Estimation of High Dimensional Factor Models Under General Conditions

Abstract

High dimensional factor models have drawn attention in both empirical and theoretical studies. Correctly specifying the number of factors (r) is a fundamental issue for the application of factor models. We develop an econometric method to estimate the number of factors in factor models of large dimensions where the number of factors is allowed to increase as the two dimensions, cross-section size (N) and time period (T) increase. Using similar information criteria as proposed by Bai and Ng (2002), we show that the number of factors can be consistently estimated using the criteria. We propose a new procedure that avoids overestimating the number of factors while allowing for one to search for possible number of factors over a wide range of positive integers so that it also avoids underestimation of the number of factors. We conduct Monte-Carlo simulation to investigate the finite sample properties of the proposed approach. The factor loadings are commonly estimated under the presupposition that they do not depend on time. However, this presumption is easily challenged by structural changes or regime shifts. We investigates high dimensional factor models with structural instability in factor loadings. Our inquiry focuses on how to estimate the unknown common break point and derive its limiting distribution. The least squares method is used to estimate the break point in factor loadings. Several competing methods are compared in the simulation. The results show that our proposed approach outperforms other methods.
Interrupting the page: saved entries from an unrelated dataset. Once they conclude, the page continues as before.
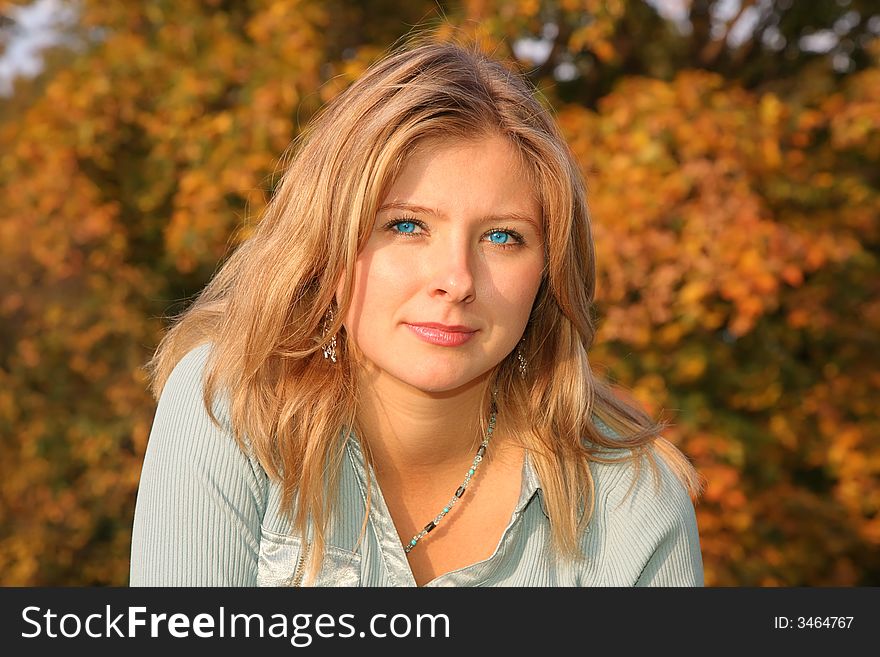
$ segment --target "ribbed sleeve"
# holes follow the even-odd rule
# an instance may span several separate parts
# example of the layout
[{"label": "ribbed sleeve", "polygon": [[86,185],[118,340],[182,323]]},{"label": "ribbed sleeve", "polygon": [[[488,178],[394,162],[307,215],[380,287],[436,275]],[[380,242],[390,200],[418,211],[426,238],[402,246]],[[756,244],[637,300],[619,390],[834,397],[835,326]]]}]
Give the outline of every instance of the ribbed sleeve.
[{"label": "ribbed sleeve", "polygon": [[[135,507],[132,586],[253,586],[268,481],[202,401],[210,345],[168,378],[153,420]],[[218,397],[219,399],[219,397]]]}]

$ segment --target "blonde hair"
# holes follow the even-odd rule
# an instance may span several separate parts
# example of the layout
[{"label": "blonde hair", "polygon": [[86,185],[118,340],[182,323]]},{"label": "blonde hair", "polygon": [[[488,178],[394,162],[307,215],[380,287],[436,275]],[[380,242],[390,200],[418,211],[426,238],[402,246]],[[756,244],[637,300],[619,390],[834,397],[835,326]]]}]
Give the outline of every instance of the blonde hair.
[{"label": "blonde hair", "polygon": [[[519,375],[511,354],[492,381],[499,417],[530,450],[554,545],[578,554],[595,501],[591,461],[631,459],[638,476],[647,456],[656,479],[659,455],[693,498],[699,494],[688,459],[660,436],[666,425],[591,371],[596,273],[586,190],[553,117],[499,62],[458,45],[417,45],[373,65],[312,121],[255,232],[172,318],[147,365],[158,399],[180,359],[211,343],[208,413],[219,425],[211,408],[218,391],[226,393],[236,440],[280,483],[294,528],[305,535],[312,521],[311,573],[324,550],[343,438],[356,427],[354,345],[342,318],[358,252],[417,145],[489,134],[521,153],[543,210],[547,264],[522,346],[529,374]],[[338,312],[325,326],[340,280]],[[322,354],[333,334],[337,363]],[[617,435],[603,433],[596,419]]]}]

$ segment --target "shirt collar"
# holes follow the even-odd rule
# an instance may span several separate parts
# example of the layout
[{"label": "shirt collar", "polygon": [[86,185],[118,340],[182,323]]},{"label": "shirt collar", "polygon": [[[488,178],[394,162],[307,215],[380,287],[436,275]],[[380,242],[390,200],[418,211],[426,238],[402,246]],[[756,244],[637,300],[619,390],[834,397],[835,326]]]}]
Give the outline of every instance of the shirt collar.
[{"label": "shirt collar", "polygon": [[547,513],[547,506],[544,502],[544,490],[541,488],[541,480],[538,479],[538,473],[535,470],[535,466],[532,464],[529,450],[526,450],[525,458],[523,459],[522,490],[519,495],[519,501],[516,503],[516,512],[519,513],[525,509],[528,503],[536,495],[541,507],[541,512],[549,520],[550,514]]}]

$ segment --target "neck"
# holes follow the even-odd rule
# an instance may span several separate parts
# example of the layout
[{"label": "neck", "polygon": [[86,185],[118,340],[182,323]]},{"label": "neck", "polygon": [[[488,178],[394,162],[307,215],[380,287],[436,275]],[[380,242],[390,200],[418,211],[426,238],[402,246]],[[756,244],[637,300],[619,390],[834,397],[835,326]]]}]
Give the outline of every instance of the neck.
[{"label": "neck", "polygon": [[485,375],[442,393],[418,390],[384,372],[358,377],[358,431],[369,446],[377,475],[432,476],[460,470],[482,441]]}]

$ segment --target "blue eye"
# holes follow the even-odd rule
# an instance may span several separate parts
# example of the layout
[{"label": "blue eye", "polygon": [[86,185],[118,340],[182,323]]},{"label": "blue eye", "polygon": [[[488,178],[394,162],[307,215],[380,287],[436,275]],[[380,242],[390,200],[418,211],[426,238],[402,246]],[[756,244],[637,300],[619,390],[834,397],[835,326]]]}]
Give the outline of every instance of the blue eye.
[{"label": "blue eye", "polygon": [[509,239],[510,233],[503,230],[496,230],[489,233],[489,241],[492,242],[492,244],[507,244]]},{"label": "blue eye", "polygon": [[395,235],[405,235],[406,237],[418,237],[421,235],[427,228],[425,224],[423,224],[418,219],[414,218],[403,218],[403,219],[392,219],[387,222],[384,226],[382,226],[384,230],[387,230],[390,233]]},{"label": "blue eye", "polygon": [[397,229],[398,233],[416,232],[416,225],[412,221],[398,221],[393,227]]}]

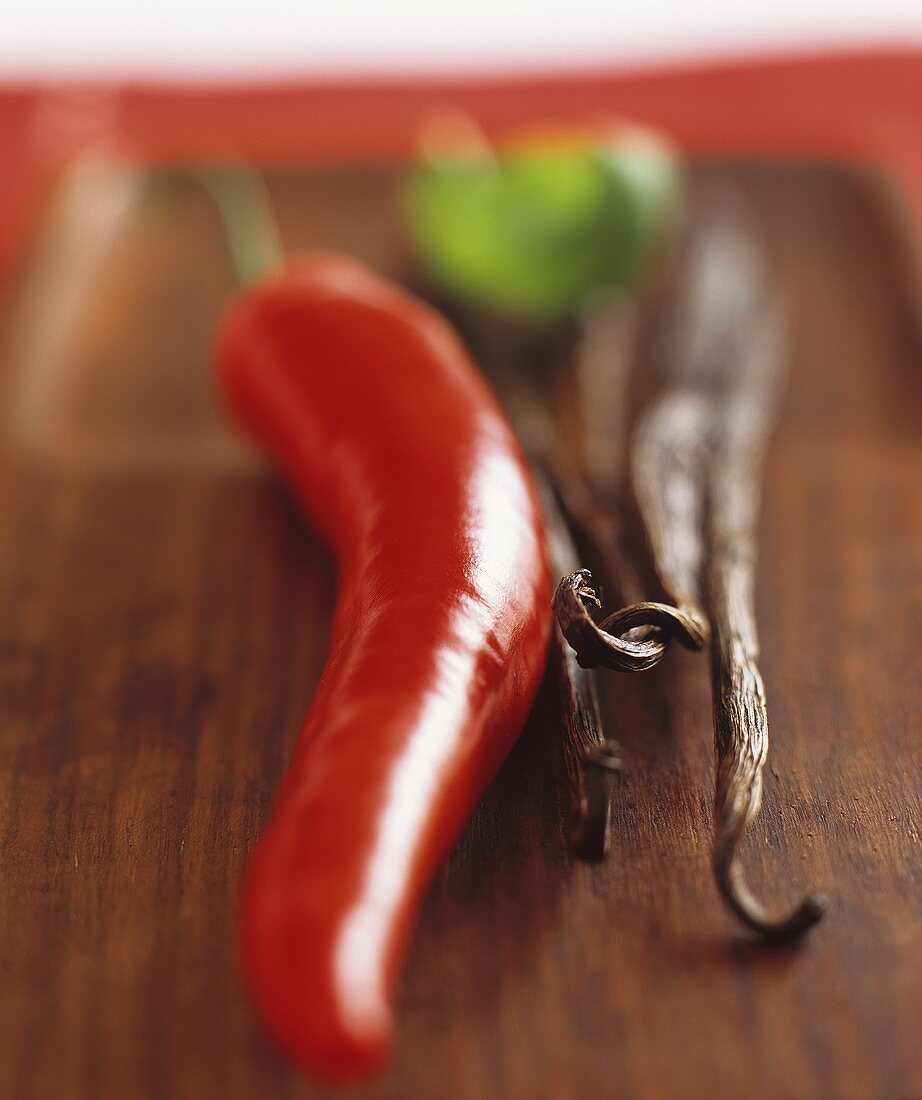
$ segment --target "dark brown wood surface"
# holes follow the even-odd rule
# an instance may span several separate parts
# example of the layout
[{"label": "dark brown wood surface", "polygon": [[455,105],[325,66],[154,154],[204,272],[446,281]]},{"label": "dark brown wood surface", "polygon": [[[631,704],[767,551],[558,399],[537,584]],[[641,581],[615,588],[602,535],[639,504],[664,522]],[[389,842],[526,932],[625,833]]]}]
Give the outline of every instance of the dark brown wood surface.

We further propose a new framework to derive the limiting distribution for the estimated change point. The limiting distribution of the estimated break point is more complex than that of the conventional panel data models, because both factors and factor loadings are unobservable. We show that the estimated factors and estimated factor loadings influence the limiting distribution. Based on the limiting distribution of the estimated break point, one can construct confidence intervals of the underlying true break point. Bootstrap method is also studied. We apply the method to the study of structural changes in financial asset returns and in macroeconomic data.